Another part of what allowed me to stick to it is I finally said what has been on my mind for a while to my hubby. He is a wonderful, wonderful man and the only area where we are not 100% in sync is our love life. Long story short, I want sex more than he does. He’s often tired which is frustrating to me b/c part of the reason he’s tired is b/c he eats like crap and doesn’t exercise. I had been doing ok w/writing it off as our one major difference and then Sunday night I learned that when he goes on his annual trip w/his buddy to the strip joint (I don’t love this but could live w/it b/c it’s once a year) they get mini-lap dances. What???? I told him that I wasn’t ok w/this and then he got all huffy and said “Fine, we just won’t go anymore.” Like I’m the bad guy here. I agreed that he wouldn’t go anymore but told him that I didn’t want to be “that wife”. It blew my mind that he didn’t think some half-naked chick gyrating on his pelvis would bother me. When we go out if another guy even talks to me for more than 5 minutes he gets all puffed up and marks his territory, but I should be ok w/someone else on him????? I told him that I didn’t care if he looked but the touching is what bothered me, particularly since we don’t have sex as much as I would like. It would be one thing if I told him “no” all of the time and he wasn’t getting his needs met. Ugh.

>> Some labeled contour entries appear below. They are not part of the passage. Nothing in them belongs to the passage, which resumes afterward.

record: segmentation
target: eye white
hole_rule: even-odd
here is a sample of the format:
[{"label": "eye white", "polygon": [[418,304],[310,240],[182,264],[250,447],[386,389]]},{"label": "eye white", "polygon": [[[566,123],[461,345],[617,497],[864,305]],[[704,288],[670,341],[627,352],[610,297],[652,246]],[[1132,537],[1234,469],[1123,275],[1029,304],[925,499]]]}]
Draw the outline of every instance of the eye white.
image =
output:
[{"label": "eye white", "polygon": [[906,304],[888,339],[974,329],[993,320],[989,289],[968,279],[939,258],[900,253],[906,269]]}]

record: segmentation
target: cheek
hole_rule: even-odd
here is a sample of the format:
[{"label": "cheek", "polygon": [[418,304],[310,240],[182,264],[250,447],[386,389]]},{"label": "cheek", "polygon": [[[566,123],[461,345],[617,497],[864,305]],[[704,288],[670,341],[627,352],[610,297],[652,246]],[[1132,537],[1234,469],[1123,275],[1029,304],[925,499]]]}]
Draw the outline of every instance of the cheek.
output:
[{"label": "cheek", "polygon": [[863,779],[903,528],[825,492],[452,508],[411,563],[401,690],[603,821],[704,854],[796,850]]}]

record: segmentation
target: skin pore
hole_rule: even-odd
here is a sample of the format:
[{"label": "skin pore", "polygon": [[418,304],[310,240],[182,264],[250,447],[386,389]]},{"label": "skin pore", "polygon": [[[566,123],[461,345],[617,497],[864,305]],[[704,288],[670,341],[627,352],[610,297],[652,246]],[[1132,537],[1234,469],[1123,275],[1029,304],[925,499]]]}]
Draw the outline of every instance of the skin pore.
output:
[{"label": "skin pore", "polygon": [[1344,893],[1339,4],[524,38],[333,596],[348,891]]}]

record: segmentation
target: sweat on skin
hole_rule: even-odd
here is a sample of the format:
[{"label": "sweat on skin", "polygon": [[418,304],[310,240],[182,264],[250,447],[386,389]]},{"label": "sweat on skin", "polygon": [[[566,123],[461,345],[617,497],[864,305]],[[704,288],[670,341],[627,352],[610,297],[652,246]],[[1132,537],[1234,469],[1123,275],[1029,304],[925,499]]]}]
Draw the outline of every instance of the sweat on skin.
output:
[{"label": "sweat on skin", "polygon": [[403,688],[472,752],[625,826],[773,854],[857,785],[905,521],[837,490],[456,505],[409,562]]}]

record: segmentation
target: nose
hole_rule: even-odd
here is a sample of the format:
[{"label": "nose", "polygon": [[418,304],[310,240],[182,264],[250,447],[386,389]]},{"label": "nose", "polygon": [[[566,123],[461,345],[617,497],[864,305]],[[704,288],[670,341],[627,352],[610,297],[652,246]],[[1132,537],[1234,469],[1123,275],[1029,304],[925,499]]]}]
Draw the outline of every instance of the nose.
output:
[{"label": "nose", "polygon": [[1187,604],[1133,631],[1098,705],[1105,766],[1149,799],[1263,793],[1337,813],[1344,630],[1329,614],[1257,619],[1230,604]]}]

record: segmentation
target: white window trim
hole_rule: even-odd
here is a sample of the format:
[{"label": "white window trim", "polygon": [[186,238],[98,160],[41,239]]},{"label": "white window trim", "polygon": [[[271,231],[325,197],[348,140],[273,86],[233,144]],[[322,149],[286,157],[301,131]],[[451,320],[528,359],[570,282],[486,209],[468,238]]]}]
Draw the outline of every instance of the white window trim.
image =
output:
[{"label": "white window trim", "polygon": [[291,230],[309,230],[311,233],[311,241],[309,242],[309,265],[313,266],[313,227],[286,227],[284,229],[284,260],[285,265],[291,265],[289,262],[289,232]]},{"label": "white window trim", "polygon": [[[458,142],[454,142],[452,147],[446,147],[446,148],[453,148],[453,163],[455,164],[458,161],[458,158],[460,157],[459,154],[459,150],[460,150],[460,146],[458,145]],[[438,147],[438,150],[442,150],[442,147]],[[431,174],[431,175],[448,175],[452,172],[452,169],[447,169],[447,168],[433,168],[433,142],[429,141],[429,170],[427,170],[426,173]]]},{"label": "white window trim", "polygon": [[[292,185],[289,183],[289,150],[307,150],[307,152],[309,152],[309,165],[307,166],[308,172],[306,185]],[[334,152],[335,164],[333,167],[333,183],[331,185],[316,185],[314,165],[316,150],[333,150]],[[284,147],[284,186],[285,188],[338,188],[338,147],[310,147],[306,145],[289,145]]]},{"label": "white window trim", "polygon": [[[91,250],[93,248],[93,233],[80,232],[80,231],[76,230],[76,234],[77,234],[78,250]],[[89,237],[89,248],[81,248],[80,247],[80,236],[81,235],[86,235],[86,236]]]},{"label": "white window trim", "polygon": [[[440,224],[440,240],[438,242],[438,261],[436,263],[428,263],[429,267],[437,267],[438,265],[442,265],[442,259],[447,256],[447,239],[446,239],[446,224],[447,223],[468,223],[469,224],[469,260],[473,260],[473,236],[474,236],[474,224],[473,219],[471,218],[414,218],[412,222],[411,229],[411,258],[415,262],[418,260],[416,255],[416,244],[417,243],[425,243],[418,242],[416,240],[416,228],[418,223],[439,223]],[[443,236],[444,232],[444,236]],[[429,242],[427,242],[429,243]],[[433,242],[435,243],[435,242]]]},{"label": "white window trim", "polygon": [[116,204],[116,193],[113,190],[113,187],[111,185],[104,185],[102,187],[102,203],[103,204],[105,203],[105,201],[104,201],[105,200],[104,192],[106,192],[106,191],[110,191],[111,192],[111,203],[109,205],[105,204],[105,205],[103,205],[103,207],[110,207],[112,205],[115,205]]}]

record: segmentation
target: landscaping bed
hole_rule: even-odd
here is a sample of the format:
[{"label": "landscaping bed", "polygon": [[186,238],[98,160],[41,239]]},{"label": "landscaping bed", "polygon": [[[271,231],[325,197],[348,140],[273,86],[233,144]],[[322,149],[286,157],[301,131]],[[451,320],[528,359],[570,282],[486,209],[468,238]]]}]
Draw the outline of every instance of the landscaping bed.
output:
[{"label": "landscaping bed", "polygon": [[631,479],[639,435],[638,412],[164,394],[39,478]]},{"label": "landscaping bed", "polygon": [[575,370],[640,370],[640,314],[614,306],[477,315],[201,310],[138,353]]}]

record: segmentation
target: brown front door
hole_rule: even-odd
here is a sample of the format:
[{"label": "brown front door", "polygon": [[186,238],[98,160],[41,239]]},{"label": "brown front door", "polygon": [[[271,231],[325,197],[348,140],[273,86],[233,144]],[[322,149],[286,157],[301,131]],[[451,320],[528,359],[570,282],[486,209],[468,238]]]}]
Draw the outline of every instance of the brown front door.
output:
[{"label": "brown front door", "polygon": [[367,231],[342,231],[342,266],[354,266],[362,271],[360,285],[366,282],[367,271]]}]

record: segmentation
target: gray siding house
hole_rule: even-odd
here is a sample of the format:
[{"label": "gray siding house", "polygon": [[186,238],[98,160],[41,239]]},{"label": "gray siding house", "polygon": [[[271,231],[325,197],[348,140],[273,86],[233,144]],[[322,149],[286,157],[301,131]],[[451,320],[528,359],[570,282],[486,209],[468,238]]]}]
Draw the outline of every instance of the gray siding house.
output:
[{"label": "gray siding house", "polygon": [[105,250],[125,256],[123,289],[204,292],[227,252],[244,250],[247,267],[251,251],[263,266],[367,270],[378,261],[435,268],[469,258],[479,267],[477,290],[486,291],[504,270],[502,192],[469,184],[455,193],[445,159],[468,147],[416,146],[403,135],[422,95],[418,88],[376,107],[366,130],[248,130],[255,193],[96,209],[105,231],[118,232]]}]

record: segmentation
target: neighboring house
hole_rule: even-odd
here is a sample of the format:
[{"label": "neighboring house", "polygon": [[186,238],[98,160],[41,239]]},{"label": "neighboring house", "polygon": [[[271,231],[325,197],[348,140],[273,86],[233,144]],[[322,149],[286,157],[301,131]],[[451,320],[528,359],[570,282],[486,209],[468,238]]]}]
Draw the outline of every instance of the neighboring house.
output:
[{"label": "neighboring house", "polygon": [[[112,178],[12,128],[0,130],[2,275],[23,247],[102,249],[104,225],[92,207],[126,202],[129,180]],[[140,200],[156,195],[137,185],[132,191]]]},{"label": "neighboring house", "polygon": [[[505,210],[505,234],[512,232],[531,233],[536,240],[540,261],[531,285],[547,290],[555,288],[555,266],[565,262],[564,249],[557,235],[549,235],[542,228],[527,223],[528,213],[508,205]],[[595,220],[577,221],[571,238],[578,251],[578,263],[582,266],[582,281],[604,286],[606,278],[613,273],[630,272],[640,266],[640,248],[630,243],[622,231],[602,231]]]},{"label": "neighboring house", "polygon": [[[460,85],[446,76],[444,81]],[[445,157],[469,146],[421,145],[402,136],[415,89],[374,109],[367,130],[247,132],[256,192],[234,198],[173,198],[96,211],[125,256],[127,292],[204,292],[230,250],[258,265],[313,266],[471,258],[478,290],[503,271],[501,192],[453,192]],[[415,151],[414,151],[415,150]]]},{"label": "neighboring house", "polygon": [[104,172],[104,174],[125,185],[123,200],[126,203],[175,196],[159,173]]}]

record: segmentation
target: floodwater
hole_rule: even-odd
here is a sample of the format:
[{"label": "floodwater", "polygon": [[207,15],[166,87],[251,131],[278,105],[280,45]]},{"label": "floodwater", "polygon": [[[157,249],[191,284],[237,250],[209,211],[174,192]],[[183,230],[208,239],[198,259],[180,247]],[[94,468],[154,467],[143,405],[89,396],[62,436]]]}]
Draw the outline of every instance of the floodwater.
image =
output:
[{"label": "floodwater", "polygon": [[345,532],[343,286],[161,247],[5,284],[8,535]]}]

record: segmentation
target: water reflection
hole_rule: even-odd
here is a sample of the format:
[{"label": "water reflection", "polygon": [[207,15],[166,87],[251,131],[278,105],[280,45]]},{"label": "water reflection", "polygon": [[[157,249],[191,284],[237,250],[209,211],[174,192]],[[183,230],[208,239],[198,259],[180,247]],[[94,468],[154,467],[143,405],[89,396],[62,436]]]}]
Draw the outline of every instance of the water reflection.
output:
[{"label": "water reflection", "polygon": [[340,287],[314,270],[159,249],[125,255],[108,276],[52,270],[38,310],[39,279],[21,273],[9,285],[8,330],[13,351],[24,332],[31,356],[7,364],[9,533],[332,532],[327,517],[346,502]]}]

So all week it was bothering me. Then we had the blizzard and this morning when we got up neither one of us was talking to the other. After several hours I finally conceded and told him that he won, that I’d talk first. He admitted that he knew I was mad and didn’t want to say the wrong thing. Chicken. He wasn’t sure if I was sad about my dad and figured that if I wanted to talk about it that I’d start talking. At that point I confessed all of my fears: that I wondered if we didn’t have kids if he’d even want to be here, that I’m worried he’s headed for an early grave like my dad b/c of lifestyle, that I’m tired of always being the one to have to start these conversations b/c I feel like a nag and the fact that we have these conversations and then a month or 2 later we’re in the same situation.

He was just about ready to comment and the damn phone rang. Afterward he was sitting there like we weren’t having a majorly huge conversation about the state of our marriage. He was teary eyed and said that of course he wants to be here and he feels awful that I even doubted it. He didn’t say much about his health but I did see him choose yogurt for a snack which I’m taking as a good sign. And I told him specifically some things he could do to make me feel more appreciated and loved. I know it won’t fix things forever and that we’ll have to have a conversation again but I’m so glad that I finally brought up what was on my mind. I also learned that I’m somewhat scary b/c he said he’d rather wonder what’s wrong instead of asking and finding out. Chicken :)

Workout-wise I was a cleaning machine and then put in 45 minutes on the elliptical. Now all I have to do is make it through a couple of more hours before bed.